Bond Market Sees Inflation as a Wild Card for Easing Timetable at Fed Meeting

  • While bond investors expect the U.S. Federal Reserve to keep rates unchanged at its policy announcement this Wednesday, the market reaction could hinge on what Fed officials indicate about stubborn inflation and if their signals get more hawkish about the timing and extent of any easing this year.
  • Stronger-than-expected economic growth and stickier inflation this year have led investors to push back expectations on the U.S. central bank's first rate cut to June, from May, and reduce bets on how many cuts are likely this year. Traders are now pricing in three 25-basis-point cuts, in line with Fed policymakers' median expectations in December.

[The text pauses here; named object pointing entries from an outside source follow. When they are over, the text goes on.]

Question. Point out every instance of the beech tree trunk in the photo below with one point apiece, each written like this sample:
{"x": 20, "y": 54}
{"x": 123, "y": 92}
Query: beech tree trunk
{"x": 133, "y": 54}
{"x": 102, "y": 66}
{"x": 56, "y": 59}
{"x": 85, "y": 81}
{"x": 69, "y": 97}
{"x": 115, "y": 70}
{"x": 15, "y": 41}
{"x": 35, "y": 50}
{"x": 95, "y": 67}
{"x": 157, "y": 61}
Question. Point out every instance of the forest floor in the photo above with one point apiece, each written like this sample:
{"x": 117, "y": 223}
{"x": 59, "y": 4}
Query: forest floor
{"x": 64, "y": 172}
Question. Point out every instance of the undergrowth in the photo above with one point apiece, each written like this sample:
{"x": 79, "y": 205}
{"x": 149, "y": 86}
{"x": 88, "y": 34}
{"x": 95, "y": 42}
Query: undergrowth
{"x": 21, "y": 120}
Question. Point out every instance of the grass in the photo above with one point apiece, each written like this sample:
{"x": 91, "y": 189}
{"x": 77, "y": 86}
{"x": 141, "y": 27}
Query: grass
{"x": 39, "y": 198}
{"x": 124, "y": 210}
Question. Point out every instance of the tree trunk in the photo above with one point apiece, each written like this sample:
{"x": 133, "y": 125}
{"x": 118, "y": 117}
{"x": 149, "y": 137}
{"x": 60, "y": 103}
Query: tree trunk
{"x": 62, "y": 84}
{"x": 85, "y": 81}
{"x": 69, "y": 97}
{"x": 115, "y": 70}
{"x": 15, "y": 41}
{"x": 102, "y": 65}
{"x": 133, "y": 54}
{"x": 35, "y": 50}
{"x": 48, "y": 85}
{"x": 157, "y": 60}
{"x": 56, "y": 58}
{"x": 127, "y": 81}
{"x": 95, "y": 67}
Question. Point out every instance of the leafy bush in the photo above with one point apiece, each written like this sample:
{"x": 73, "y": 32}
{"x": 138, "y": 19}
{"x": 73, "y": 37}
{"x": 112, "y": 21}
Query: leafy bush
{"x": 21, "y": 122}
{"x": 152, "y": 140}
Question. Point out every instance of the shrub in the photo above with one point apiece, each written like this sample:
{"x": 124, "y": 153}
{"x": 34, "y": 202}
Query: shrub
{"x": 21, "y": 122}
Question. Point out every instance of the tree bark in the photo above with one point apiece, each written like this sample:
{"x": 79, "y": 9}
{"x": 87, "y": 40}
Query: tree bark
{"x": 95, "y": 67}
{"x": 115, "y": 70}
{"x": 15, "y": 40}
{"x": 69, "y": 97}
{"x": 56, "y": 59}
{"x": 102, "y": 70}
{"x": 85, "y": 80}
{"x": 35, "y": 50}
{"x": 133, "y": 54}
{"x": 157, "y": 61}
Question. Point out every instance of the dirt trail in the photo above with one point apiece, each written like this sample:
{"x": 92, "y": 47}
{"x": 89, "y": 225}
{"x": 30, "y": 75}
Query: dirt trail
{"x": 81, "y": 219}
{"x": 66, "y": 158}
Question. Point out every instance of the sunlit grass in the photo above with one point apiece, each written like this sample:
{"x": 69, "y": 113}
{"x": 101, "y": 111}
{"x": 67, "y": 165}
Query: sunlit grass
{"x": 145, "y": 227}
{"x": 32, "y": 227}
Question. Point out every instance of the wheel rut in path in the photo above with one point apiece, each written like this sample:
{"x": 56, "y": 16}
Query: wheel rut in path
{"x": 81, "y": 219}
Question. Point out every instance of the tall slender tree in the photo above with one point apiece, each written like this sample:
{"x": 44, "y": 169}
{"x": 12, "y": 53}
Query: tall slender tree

  • Benchmark 10-year Treasury yields rose to a one-month high of 4.328% on Monday and jumped from 4.052% a week ago as traders adjusted for a more hawkish Fed. In December, the Fed pivoted to a more dovish outlook on growing confidence that inflation was on track to its 2% annual target. Inflation has since picked up, though analysts note that recent hotter-than-expected consumer and producer price index reports likely reflected seasonal factors.
  • After the Fed's January meeting, Powell said that the central bank wants more confidence that inflation will continue to decline before cutting rates. "The Fed doesn't want to break anything," said Padhraic Garvey, regional head of research Americas at ING. He added that when inflation gets closer to 2%, the Fed will likely "use that opportunity to get rates off the highs."
  • In the meantime, the Fed may be cautious about the prospect of near-term rate cuts. "The main focus is which way they lean," said Stephen Gola, head of U.S. Treasuries Sales & Trading at StoneX Group. An unexpected uptick in unemployment last month could keep the Fed circumspect on growth, offsetting some inflation concerns.
  • Another possibility is that Powell could adopt a more hawkish tone by referencing loose financial conditions as stock markets hit records and corporate credit draws enthusiastic demand.